Comedy by Ted Tally with songs by Jack Feldman and Bruce Sussman. Directed by Andre Ernotte. Playwrights Horizons has opened its 10th season with a wickedly impudent satire on vulgar commercialism and media madness. Topical satire runs rampant in the antic extravaganza about a pistol-packing punk catapulted to notoriety and fortune by the machinations of a sleazy agent wise in the ways of spinoffs, ripoffs, and hype. As Manny Alter (Larry Block) observes, small crimes serve time, big crimes sell books.

Manny first encounters Lonnie Wayne Burke (Griffin Dunne) as Lonnie terrorize several cowering hostages in a supermarket caper. Allaying Lonnie's suspicions by agreeing to tape record the young hood's demands. Manny explains that hostage taking has become second-rate stuff. In order to win scare headlines and TV network coverage -- with book deals and movie rights to follow -- Lonnie needs a gimmick. Under Manny's coaching, Lonnie becomes the "Halloween Killer," a committed slayer with the kind of price on his head that turns mea-books into mega-bucks.

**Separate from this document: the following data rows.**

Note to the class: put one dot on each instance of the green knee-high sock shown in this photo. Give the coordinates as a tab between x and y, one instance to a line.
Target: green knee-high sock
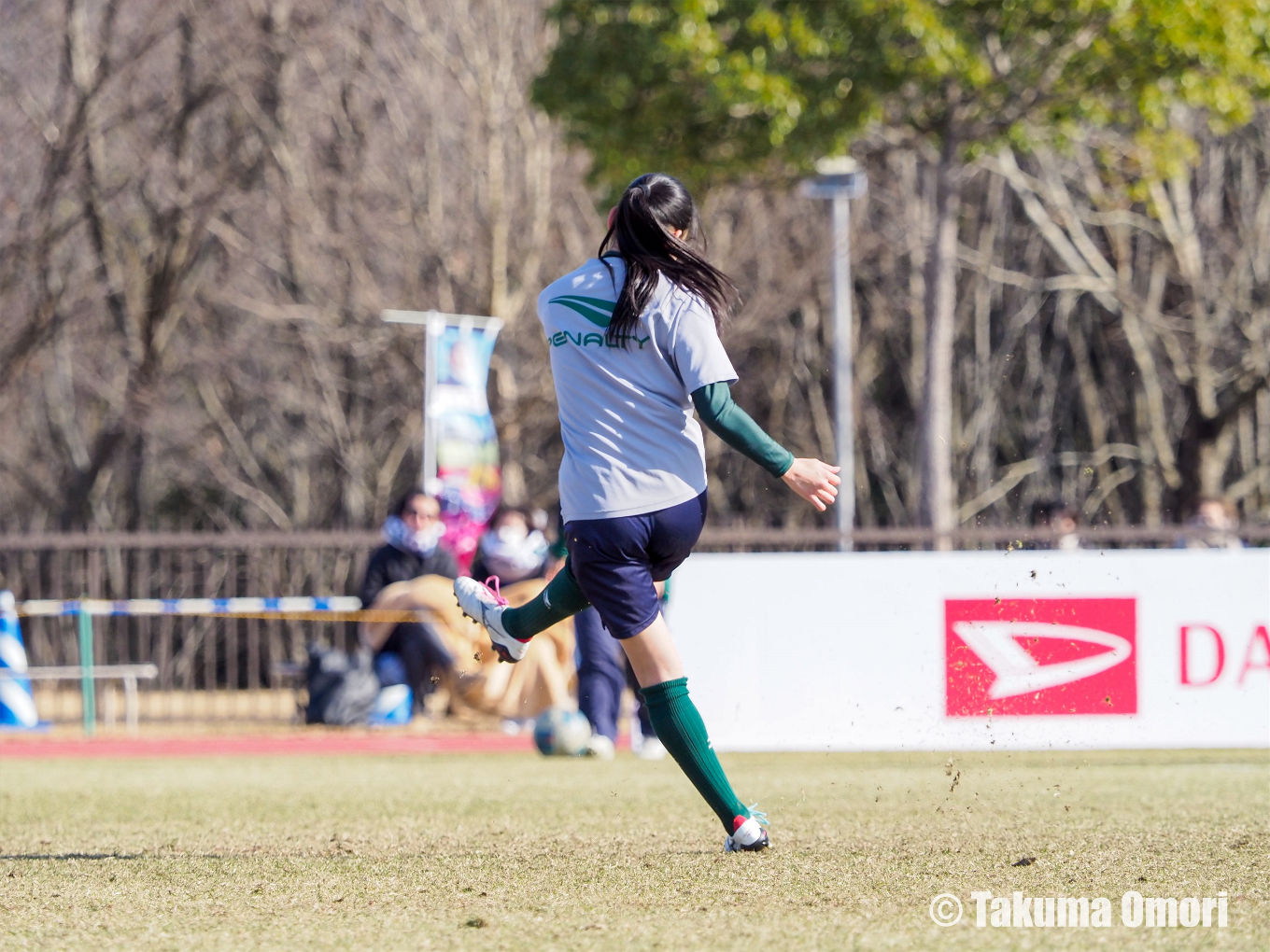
681	729
560	599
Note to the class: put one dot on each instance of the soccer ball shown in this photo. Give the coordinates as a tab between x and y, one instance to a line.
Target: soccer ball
561	733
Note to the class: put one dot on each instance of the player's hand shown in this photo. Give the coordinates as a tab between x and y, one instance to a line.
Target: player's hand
814	480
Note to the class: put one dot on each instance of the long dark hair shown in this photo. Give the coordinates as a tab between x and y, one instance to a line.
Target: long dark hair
649	208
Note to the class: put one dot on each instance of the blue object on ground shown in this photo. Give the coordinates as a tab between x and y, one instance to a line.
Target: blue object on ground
395	705
17	702
390	669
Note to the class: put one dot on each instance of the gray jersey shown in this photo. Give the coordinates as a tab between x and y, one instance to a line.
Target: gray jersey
631	444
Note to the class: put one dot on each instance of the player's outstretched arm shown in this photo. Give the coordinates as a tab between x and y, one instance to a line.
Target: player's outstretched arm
813	480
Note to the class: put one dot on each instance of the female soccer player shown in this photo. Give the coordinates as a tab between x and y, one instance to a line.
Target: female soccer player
634	339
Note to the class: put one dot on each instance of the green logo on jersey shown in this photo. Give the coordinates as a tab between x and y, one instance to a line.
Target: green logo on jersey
593	309
561	337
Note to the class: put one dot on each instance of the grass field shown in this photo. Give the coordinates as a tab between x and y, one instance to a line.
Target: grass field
517	852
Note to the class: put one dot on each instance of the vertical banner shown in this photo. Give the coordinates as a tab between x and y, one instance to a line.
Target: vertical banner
461	430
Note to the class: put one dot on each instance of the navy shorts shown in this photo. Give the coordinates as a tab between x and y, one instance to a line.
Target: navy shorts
617	560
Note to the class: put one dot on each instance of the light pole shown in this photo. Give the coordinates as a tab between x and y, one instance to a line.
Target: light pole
436	323
841	179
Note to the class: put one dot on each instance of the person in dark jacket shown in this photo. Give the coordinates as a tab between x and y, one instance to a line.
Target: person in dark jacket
413	533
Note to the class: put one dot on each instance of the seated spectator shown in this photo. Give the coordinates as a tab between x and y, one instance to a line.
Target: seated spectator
512	549
413	533
1222	524
1057	518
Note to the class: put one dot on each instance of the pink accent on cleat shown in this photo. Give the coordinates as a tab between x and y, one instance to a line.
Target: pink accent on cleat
494	591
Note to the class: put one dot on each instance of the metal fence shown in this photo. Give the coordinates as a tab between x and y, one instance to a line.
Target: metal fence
216	666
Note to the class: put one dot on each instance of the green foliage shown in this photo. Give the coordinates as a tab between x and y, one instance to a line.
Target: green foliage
715	89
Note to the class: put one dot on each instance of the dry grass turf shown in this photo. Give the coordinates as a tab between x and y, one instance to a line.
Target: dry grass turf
518	852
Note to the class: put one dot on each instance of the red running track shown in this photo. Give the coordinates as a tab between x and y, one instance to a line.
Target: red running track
264	746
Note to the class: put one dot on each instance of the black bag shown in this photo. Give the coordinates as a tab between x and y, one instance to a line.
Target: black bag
342	688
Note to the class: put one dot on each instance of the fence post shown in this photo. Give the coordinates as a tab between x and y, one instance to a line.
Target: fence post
88	686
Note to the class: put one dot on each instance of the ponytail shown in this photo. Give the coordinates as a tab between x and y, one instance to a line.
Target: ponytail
651	207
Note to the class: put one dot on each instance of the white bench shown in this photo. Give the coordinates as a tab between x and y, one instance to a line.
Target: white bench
127	673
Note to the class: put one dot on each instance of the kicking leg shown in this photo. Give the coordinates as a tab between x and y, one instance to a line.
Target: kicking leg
680	727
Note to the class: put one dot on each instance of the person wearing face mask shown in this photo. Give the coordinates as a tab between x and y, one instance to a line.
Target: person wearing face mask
512	549
413	535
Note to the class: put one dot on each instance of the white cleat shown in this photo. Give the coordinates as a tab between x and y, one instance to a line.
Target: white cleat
748	835
486	607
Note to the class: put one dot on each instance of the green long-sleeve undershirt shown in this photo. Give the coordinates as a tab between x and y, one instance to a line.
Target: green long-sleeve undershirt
718	412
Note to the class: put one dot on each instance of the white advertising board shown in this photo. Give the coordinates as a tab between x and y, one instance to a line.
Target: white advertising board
978	651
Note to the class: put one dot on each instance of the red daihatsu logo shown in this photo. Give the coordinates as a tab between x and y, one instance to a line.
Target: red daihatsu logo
1040	656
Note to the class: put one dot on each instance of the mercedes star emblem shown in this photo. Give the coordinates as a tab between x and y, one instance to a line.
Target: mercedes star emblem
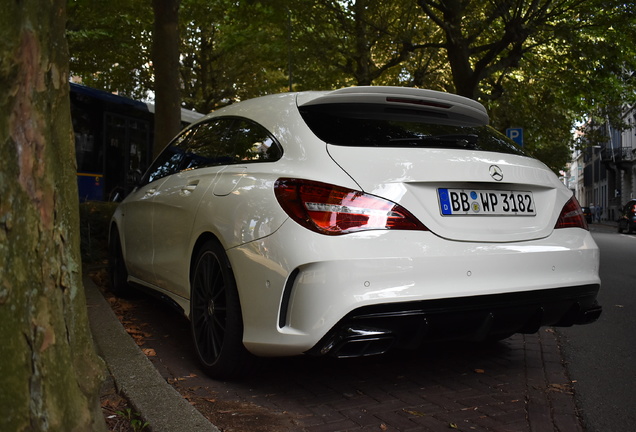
496	173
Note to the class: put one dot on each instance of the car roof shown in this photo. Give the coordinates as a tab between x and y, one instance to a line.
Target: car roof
451	106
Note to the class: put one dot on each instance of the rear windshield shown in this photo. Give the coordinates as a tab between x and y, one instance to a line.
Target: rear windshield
373	126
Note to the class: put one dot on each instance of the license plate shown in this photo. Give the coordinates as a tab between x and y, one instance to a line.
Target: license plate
474	202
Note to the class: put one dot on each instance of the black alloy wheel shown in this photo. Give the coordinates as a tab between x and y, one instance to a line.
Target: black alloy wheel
215	314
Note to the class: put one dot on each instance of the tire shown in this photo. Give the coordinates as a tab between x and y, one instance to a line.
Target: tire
117	267
215	315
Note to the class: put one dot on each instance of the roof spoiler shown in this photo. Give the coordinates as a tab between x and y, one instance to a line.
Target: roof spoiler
453	107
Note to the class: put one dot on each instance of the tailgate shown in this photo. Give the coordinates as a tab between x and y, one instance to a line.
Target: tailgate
461	195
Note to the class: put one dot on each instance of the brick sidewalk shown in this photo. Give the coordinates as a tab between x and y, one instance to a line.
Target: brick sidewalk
517	385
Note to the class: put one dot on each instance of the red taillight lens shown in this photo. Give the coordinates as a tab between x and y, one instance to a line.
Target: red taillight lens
334	210
571	216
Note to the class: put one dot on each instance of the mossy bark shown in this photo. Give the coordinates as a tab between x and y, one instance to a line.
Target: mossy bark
49	372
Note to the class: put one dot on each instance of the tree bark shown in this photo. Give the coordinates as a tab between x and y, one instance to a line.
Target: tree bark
165	58
49	372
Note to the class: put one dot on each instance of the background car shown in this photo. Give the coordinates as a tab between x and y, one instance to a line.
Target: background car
350	222
627	220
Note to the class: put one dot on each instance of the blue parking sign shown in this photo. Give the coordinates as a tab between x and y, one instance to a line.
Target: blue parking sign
515	134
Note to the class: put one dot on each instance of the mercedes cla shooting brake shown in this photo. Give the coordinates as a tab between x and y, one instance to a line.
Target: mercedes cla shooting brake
350	222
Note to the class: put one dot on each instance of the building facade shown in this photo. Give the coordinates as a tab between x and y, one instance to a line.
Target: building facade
608	169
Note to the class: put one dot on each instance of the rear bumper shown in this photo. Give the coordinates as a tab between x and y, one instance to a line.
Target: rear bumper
376	329
301	292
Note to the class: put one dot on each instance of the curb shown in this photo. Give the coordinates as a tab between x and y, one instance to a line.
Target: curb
135	376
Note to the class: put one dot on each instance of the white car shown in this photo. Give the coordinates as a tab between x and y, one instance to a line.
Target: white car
349	222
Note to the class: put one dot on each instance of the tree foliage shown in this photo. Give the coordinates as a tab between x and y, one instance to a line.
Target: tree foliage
572	57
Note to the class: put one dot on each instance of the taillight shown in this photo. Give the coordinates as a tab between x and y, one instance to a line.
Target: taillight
334	210
571	216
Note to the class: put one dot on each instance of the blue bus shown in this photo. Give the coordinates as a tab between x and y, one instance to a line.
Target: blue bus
114	136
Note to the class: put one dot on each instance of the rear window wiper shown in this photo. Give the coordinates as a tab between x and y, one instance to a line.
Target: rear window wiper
450	141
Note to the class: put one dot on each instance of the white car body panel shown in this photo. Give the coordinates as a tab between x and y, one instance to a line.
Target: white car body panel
412	179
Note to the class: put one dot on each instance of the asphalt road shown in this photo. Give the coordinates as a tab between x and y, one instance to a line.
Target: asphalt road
601	358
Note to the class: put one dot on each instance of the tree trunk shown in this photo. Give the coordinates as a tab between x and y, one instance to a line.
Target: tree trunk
165	58
49	372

To borrow an old gag, Mr. Tally leaves no stone unturned in tracing Lonnie's crazy career as a media celebrity. Targets of opportunity range from vapid TV interviews to a Miss America beauty contest replete with oleaginous baritone. Some of the sketches, such as Lonnie's guest shot with a video emcee, come so close to the real thing that they scarcely seem like parody at all.

The author and his brilliant collaborators don't stop at merely mocking the tomfooleries of the times. Lonnie's troubles begin when he shocks the horrified Manny by demanding to make amends for his crimes. The death row finale, with a chorus line accompaniment, is a mordant commentary on callous sensationalism in a cynical age.

"Coming Attractions" is sparked by a succession of sharply comic performances. Besides the rich stereotype portrayals by Messrs. Block and Dunne, the present attractions include such debt impersonations as Christine Baranski's vacuous beauty queen, June Gable, in assorted guises, Jonathan Hadary's glitzy Sammy Dazzle, and Dan Strickler and Allan Wasserman's turn as a PLO terrorist and his interpreter explaining that "terrorism is show biz like everything else."